The changes usher in a new strategy for Glass in which it will shun large, public tests of prototypes in favor of the same approach used by Apple and Nest, which develop consumer gadgets in secret and release them as fully finished products.
Google released Glass in 2013 to people who applied to test the Internet-connected eyewear through its Explorer program.
It sold the device to the public in mid-2014, but sales were small amid complaints about privacy, technical shortcomings and a lack of obvious uses.
Google is ending the Explorer program and individuals won’t be able to buy the gadget after Jan. 19. Google will sell it to companies and developers for work applications.
A new version of the device will be available sometime this year, Google said. The next device won’t be sold to early testers. Instead, the company plans to release a final version only when Ms. Ross and Mr. Fadell think it is ready.
“There’s no reason to throw it out there again,” said Ms. Ross, a former marketing executive recruited to help Glass win wider acceptance. “Now it’s time to hunker down.”
The updated gadget will be cheaper and have longer battery life, improved sound quality and a better display,
Ms. Ross said. Google plans to tackle the social stigma problem by pairing the device with more familiar types of eyewear, she added.
The more secretive approach differs from Google’s usual pattern. As a mainly software company, Google likes to release early versions of its products to a test group, collect their feedback and then quickly update to fix problems. That’s how it rolled out Gmail in 2004.
But that launch-and-iterate approach backfired with Glass, one of the few consumer-hardware devices the company designed and built in-house. The gadget proved more difficult to update than software code running a service like Gmail.
Glass is part of a broader push by Google to expand from its software roots into physical devices that are connected to the Internet. But the company is still grappling with the best way to design and build hardware.
Since Mr. Fadell, an inventor known as the godfather of the iPod, joined Google, the company has been trying to spread Nest’s design approach to other projects. Mr. Fadell’s oversight of Glass is a sign of his growing influence at Google.
Not all Google hardware projects are adopting the same strategy. Google Wednesday said it would begin a public test of its Ara “modular” smartphone in Puerto Rico later this year.

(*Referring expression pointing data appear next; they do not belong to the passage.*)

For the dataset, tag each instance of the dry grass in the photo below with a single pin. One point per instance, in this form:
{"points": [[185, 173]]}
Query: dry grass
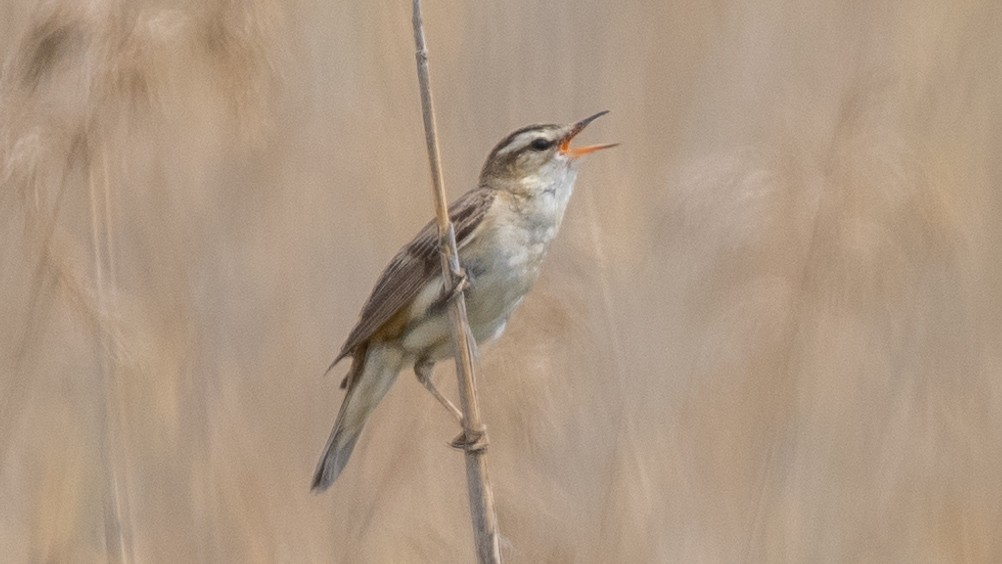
{"points": [[770, 331]]}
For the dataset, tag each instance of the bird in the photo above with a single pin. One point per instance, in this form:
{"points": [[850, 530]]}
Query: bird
{"points": [[503, 229]]}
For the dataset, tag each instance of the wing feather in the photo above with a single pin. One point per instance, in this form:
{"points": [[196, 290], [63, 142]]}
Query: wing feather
{"points": [[414, 266]]}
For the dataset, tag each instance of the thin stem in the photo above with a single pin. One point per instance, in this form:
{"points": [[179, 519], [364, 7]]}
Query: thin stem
{"points": [[482, 512]]}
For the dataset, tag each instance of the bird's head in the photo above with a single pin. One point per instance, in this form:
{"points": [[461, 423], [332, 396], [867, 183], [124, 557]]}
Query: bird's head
{"points": [[537, 157]]}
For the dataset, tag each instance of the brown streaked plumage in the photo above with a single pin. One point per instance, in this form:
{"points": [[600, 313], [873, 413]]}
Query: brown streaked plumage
{"points": [[503, 229]]}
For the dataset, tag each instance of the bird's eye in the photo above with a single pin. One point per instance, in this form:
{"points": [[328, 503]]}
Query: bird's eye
{"points": [[541, 144]]}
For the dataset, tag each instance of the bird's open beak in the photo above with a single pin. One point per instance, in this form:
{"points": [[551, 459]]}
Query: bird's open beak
{"points": [[575, 152]]}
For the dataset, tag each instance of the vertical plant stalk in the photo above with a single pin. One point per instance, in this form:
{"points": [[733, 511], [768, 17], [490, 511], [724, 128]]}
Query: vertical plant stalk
{"points": [[116, 514], [485, 522]]}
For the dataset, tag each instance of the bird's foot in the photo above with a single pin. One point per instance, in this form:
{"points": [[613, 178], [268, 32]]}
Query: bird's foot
{"points": [[476, 442]]}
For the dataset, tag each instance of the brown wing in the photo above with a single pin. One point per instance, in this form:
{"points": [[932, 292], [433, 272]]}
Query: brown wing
{"points": [[413, 266]]}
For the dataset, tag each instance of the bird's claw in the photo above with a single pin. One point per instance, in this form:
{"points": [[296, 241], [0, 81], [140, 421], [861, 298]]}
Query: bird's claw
{"points": [[475, 443]]}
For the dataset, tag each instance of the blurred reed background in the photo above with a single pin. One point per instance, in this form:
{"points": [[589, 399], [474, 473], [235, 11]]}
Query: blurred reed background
{"points": [[770, 331]]}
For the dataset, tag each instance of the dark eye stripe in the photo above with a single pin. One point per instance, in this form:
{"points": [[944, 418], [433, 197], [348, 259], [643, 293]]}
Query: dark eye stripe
{"points": [[541, 144]]}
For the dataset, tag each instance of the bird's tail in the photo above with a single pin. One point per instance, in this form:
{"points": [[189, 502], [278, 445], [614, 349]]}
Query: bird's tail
{"points": [[379, 368]]}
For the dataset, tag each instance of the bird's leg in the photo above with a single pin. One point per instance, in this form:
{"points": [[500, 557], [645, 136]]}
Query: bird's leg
{"points": [[462, 283], [424, 369]]}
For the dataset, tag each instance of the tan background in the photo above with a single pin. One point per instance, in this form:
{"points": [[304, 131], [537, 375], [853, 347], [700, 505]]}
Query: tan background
{"points": [[770, 331]]}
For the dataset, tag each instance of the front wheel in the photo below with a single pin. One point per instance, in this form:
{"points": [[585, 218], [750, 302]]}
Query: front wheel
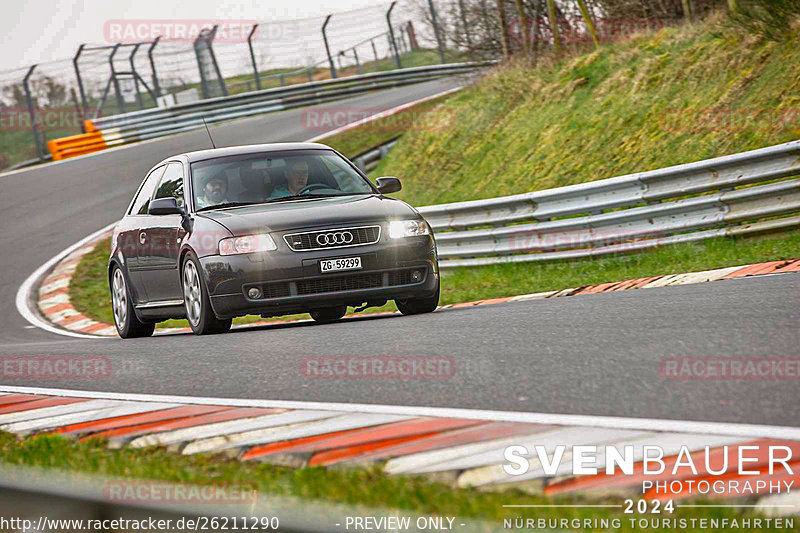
{"points": [[128, 324], [417, 306], [201, 317], [329, 314]]}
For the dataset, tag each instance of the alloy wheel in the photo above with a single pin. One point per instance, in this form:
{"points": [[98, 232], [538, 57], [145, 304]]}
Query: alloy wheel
{"points": [[119, 298], [192, 296]]}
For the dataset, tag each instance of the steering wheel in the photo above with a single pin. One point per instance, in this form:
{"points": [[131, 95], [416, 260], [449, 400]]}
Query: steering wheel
{"points": [[312, 187]]}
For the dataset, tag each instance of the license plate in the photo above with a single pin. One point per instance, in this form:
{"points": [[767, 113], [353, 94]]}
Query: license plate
{"points": [[337, 265]]}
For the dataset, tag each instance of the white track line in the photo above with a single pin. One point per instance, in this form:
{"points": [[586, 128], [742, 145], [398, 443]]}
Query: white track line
{"points": [[647, 424], [26, 305]]}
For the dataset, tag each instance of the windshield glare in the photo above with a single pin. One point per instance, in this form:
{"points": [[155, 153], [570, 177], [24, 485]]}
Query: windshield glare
{"points": [[270, 176]]}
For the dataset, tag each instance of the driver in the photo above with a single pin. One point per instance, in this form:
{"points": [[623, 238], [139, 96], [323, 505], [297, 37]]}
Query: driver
{"points": [[214, 192], [296, 179]]}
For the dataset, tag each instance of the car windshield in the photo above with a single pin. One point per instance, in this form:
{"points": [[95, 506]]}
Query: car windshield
{"points": [[273, 177]]}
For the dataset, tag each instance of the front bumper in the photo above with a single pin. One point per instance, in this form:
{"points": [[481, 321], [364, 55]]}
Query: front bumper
{"points": [[291, 282]]}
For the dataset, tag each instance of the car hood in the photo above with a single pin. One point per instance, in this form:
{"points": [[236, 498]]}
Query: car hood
{"points": [[306, 214]]}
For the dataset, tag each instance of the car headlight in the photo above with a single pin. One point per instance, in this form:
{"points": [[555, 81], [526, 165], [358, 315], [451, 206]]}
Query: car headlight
{"points": [[408, 228], [246, 244]]}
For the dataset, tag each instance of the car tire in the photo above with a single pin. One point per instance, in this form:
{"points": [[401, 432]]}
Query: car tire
{"points": [[417, 306], [199, 313], [128, 324], [328, 314]]}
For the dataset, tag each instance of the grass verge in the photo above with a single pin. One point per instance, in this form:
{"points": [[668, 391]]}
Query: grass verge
{"points": [[362, 486]]}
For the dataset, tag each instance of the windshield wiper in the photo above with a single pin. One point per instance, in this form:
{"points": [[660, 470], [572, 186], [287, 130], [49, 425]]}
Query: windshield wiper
{"points": [[224, 205], [301, 196]]}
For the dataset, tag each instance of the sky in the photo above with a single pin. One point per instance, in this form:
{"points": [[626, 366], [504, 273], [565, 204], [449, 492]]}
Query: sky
{"points": [[40, 31]]}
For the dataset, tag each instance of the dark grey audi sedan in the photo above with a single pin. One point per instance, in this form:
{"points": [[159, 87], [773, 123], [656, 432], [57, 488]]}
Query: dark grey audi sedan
{"points": [[269, 229]]}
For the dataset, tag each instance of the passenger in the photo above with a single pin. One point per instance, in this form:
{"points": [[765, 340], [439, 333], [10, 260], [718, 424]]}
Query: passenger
{"points": [[214, 191], [256, 189], [296, 179]]}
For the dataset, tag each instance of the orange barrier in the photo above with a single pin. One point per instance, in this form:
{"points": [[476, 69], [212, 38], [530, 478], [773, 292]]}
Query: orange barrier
{"points": [[76, 145]]}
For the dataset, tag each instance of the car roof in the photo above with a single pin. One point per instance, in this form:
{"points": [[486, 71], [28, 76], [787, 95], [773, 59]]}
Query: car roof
{"points": [[201, 155]]}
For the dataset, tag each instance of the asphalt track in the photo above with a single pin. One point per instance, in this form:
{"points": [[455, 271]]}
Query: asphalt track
{"points": [[594, 355]]}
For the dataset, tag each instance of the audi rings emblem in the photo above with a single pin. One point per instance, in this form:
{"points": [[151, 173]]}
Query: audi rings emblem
{"points": [[331, 239]]}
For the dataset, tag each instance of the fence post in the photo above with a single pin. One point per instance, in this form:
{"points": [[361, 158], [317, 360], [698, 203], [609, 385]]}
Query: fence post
{"points": [[214, 61], [687, 10], [84, 105], [587, 18], [358, 63], [436, 31], [253, 57], [32, 113], [327, 48], [464, 23], [412, 36], [551, 10], [374, 51], [203, 81], [156, 86], [120, 103], [391, 35], [136, 75]]}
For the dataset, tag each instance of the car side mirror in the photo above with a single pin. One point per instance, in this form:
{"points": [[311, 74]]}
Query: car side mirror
{"points": [[388, 184], [165, 206]]}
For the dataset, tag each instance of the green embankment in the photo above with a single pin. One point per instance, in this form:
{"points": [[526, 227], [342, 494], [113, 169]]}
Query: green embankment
{"points": [[683, 94]]}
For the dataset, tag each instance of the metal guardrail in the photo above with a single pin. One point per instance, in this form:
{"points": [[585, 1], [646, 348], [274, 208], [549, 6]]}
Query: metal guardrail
{"points": [[150, 123], [368, 160], [627, 213]]}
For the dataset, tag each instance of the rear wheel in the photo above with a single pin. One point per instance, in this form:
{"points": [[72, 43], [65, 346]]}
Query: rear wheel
{"points": [[329, 314], [128, 324], [416, 306], [201, 317]]}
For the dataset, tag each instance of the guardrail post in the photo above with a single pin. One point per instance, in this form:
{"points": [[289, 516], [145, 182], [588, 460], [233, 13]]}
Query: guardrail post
{"points": [[120, 103], [84, 105], [391, 35], [436, 32], [464, 22], [32, 113], [327, 48], [253, 58], [156, 86]]}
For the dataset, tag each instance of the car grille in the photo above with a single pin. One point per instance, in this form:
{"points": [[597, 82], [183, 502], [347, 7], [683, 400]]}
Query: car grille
{"points": [[333, 238], [326, 284], [342, 283]]}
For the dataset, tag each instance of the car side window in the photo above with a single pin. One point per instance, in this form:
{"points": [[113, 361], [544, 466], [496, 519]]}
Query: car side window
{"points": [[142, 201], [171, 184]]}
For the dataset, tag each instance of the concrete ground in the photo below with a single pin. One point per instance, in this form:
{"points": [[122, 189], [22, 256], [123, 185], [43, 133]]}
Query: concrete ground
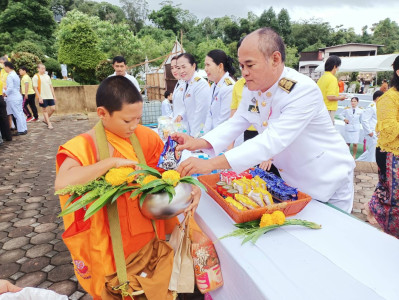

For Ara, Google is using a test because it’s trying to build a marketplace for outside hardware developers to make modules that will perform specific functions of the phone, said Regina Dugan, head of Google’s Advanced Technology and Projects group, which runs Ara. That would be hard without real users, she said.
More people have to be involved to build a new platform like Ara, “so it has to be more open,” Dr. Dugan said. “The risks are greater, but the rewards are too.”
Glass was troubled from its earliest days. The gadget suffered from short battery life, poor sound quality and distorted images under certain conditions.
Releasing the device widely, and charging $1,500, raised expectations and prompted users to consider Glass a finished product, rather than a prototype, said David Lerman, CEO of GuidiGo, which designs guided tours using Glass.
Glass users prompted a privacy backlash by recording video indiscriminately. The device was banned from some bars and movie theaters; users were sometimes called “Glassholes.”
Sebastian Thrun, a former Google X executive who was involved in the early stages of Glass, said the team was surprised by the negative reaction and privacy concerns. “The word Glasshole was a surprise to me. None of us had thought about that,” he said.
Mr. Thrun said executives debated internally whether to release the early version publicly, but concluded it was the best way to learn how people would use such a device.
Google is also trying to address privacy concerns in its next generation Glass.
The company is considering adding a light to show when the outward-facing camera is recording, said Brian Ballard, chief executive of APX Labs, a wearable-technology startup that develops software for Glass.
One lesson from Glass’s troubles is that the device should not be worn all the time, which was the original vision, said Mr. Thrun, who left Google in June.
“In the office environment, with my family and with my wife, it was much less desirable for me to wear it than I initially thought,” he said.